SCMP - Linguist Teaches Machines the Mysteries of Language

Linguist Teaches Machines the Mysteries of Language

Comparing the patterns in blocks of text the key to De Kai Wu's programs for Chinese-English computer translation

Kanglei Wang

Imagine learning how to translate from Chinese to English by reading millions of sentences from Hong Kong's bilingual Legislative Council transcripts.

You look at the Chinese. You look at the English below.

Actually, you don't know either language: you are a cluster of 75 computers in Professor De Kai Wu's computational linguistics and musicology lab at the University of Science and Technology.

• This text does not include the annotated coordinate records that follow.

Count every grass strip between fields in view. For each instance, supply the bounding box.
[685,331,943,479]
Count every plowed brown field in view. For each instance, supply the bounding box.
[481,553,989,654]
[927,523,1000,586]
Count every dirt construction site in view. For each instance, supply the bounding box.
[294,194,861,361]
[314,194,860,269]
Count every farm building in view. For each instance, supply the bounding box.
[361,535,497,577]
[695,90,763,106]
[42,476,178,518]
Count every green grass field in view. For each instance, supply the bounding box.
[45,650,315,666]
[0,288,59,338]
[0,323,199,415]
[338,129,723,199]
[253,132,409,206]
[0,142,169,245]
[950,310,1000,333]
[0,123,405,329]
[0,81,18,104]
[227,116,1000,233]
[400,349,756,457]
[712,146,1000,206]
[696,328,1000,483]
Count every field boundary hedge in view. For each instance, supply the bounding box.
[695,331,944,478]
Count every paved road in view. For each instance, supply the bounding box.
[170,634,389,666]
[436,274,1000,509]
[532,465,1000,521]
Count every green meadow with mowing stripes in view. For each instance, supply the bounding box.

But as a machine, you are not only looking at the unfamiliar sentences two at a time, as a person would. Instead, you are using statistics to relate huge heaps of data to one another simultaneously.

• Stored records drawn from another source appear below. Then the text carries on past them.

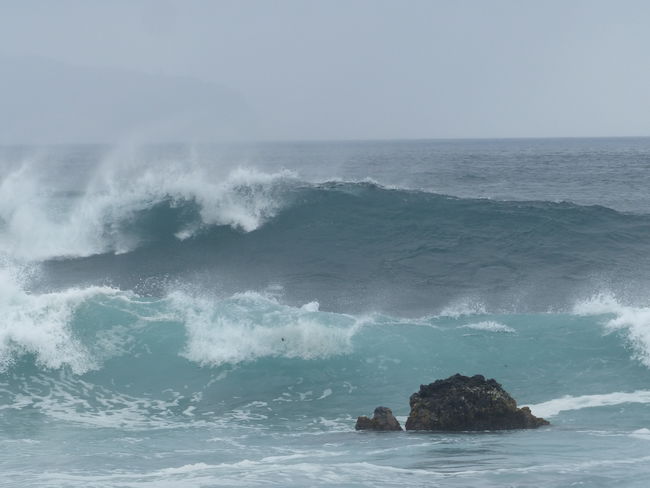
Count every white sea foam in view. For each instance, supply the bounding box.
[0,267,118,373]
[0,162,297,261]
[168,291,362,366]
[573,295,650,367]
[438,300,487,318]
[528,390,650,417]
[461,320,516,334]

You notice that in thousands of instances, the English "government building" appears in the same chunk of text as the Chinese phrase for it, so it is highly probable that these chunks mean the same thing.

You study these bilingual patterns, billions of them, cranking away at your algorithms.

Mostly, you work unguided, making your own dictionary as you go along based on the multitude of connections you detect between groups of words. When you make a mistake, a human researcher may correct you with a few programming keystrokes, and over time, you learn to make the right associations in the right context.

This is the world of computational linguistics: a field that strives to model natural human language on the computer. Google Translate and Siri are some of the recent products of these hi-tech linguists.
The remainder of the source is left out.